The mice were submitted to pain stimuli while the researchers mapped the multitude of brain regions that were activated. They discovered that 16 of those regions activated in the pain process were linked to the central amygdala.
Amygdala is a double region that is duplicated on both sides of the brain. Memory, decision-making, and emotional responses are all processed by the amygdala. So, this is why pain has such an influence on all of those abilities. This is why psychological pain is so much about the amygdala. And, as it seems, so is physical pain.
A new generation of pain killers?
Wang and her team found that GABA neurons found in the amygdala play a turn off/on button role. Gamma-Aminobutyric acid (GABA) is a neurotransmitter that reduces neuronal excitability in the nervous system. Turned off, the GABA neurons made mice experienced increased pain, whereas when the GABA neurons were turned on, the pain was suppressed.

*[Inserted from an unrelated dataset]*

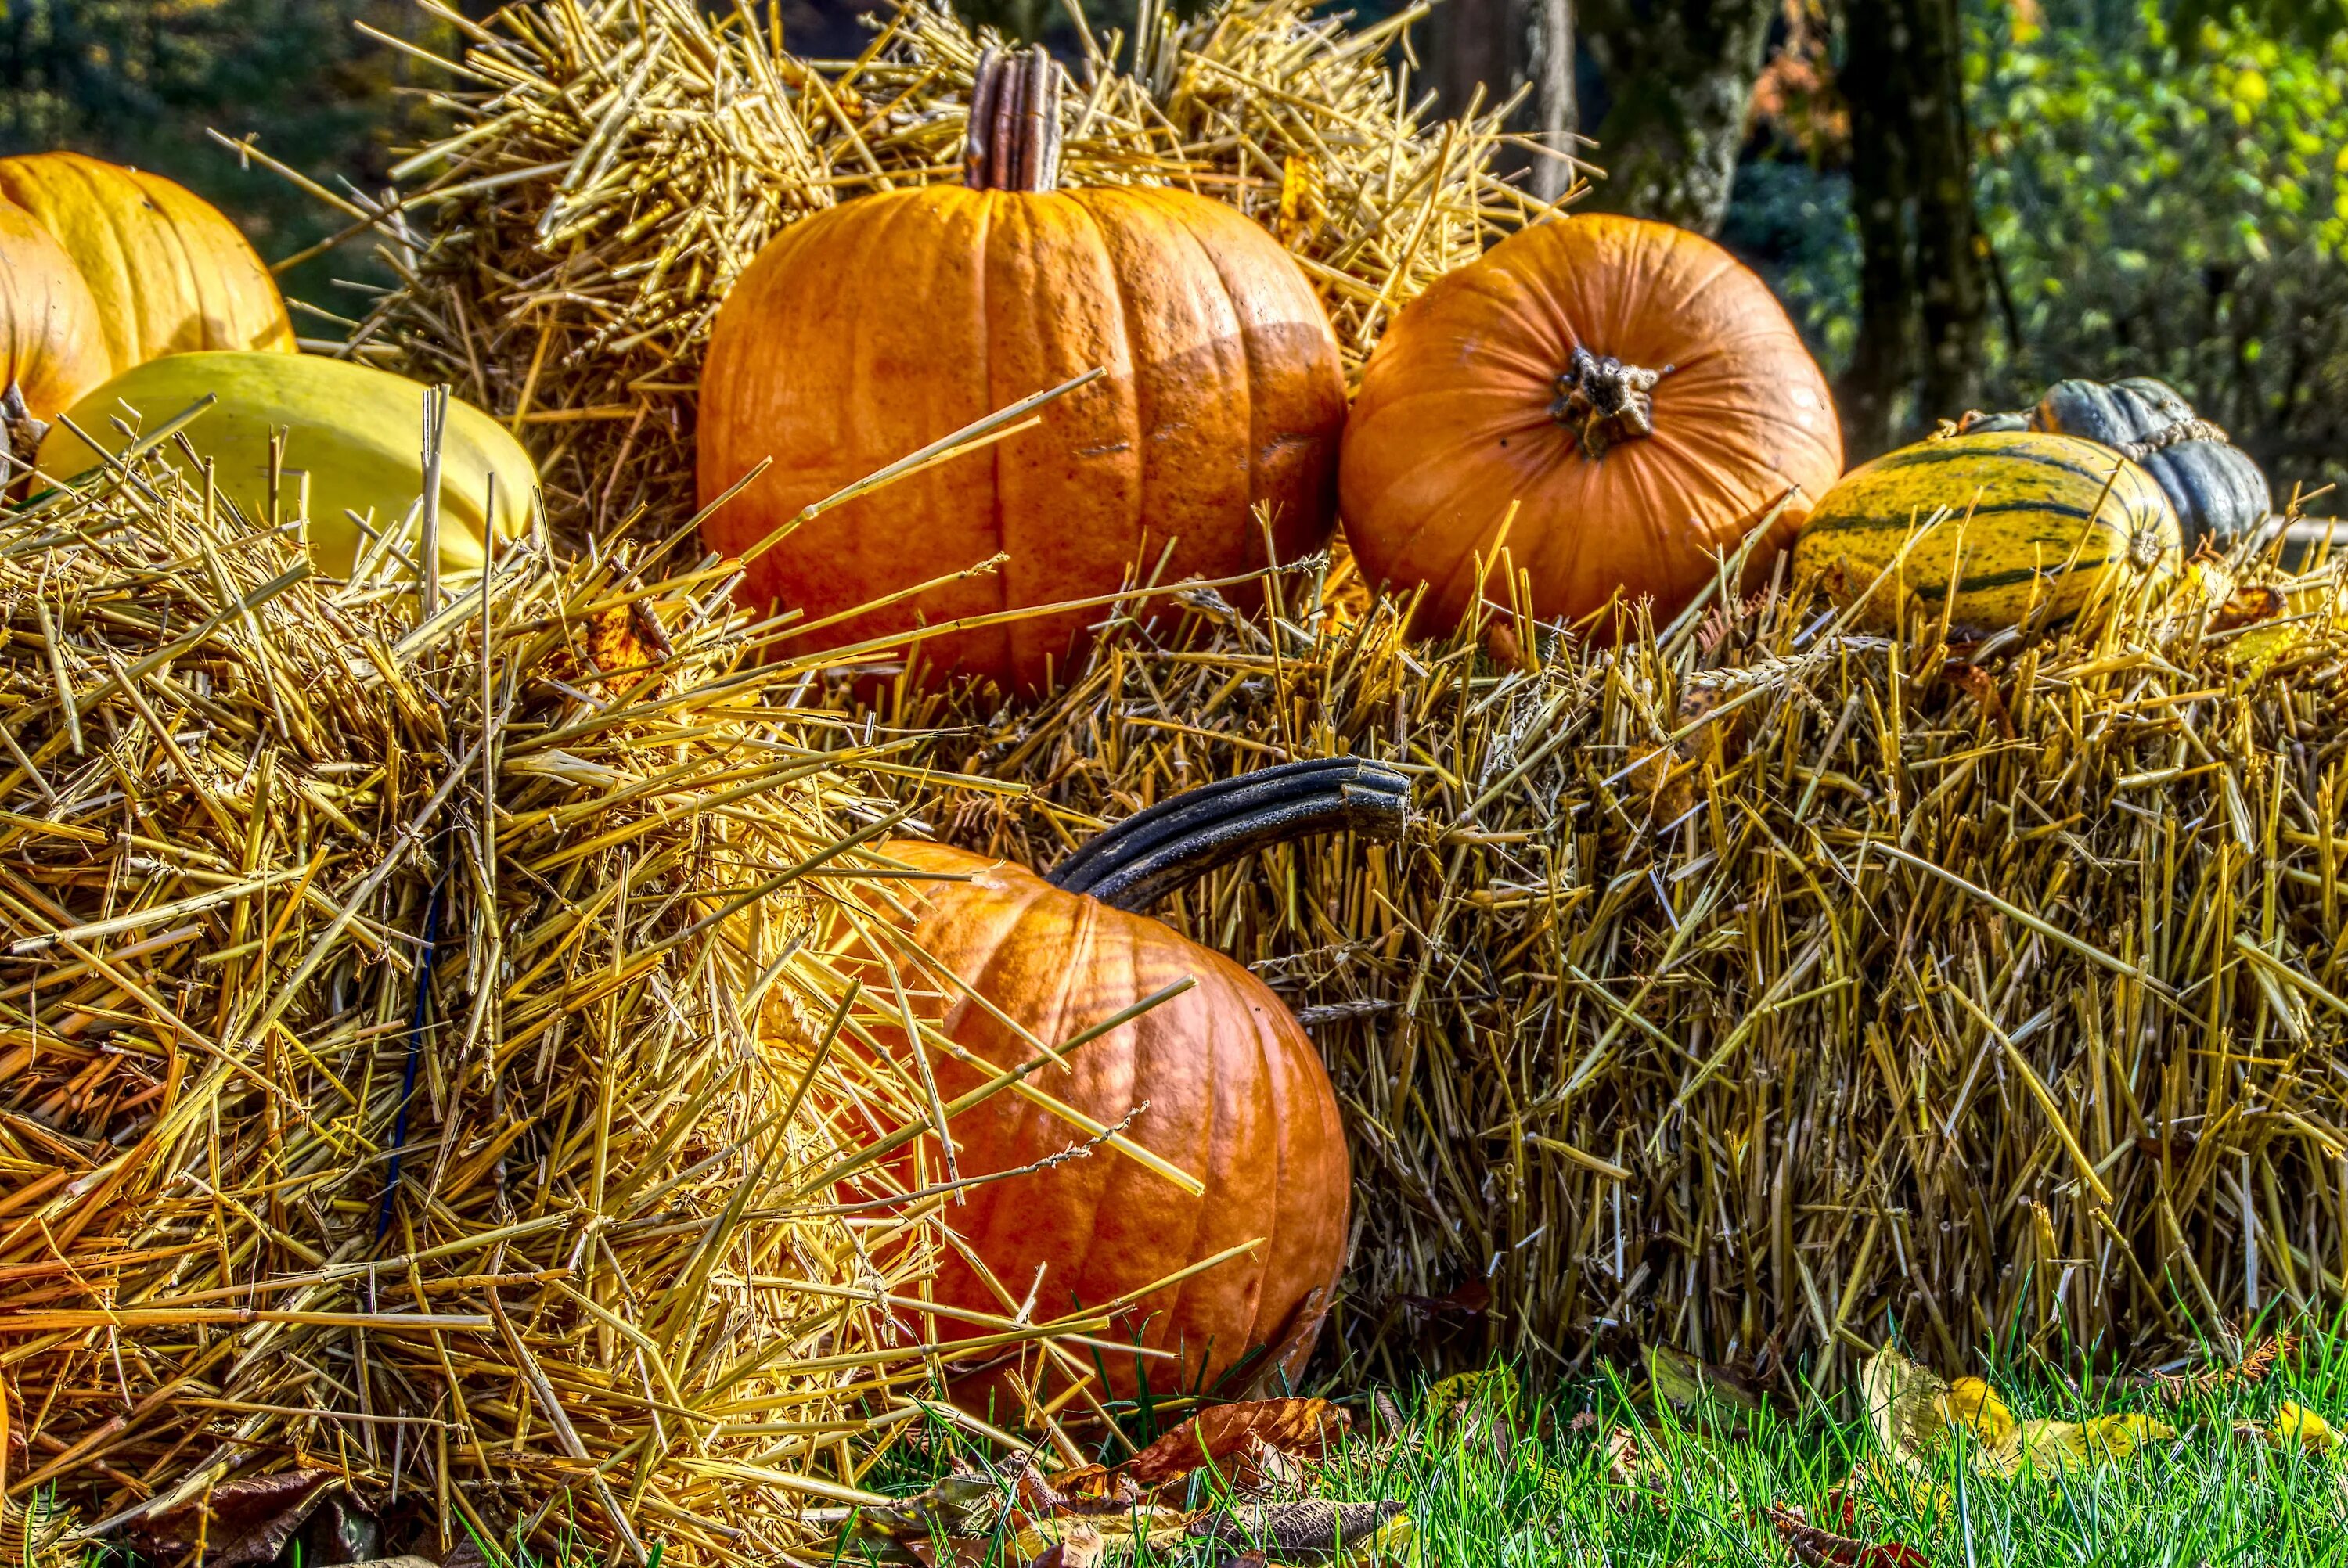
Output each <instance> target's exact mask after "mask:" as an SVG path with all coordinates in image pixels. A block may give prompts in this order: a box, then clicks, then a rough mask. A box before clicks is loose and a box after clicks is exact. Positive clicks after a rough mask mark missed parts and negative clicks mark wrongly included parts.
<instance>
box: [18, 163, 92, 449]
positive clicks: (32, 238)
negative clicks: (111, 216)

“Our study points to [these GABAergic neurons] as a potential powerful therapeutic target for alleviating chronic pain,” said Wang.
The new goal for Wang is to find a way to transform her discovery into accessible means for people suffering from chronic pain to deal with this nightmare. For this to happen, the researchers must find a way into these cells. A gate that would act as a receptor for the alleged drugs.
“The other thing we’re trying to do is to sequence the hell out of these cells,” Wang said. Fingers crossed, Dr. Wang!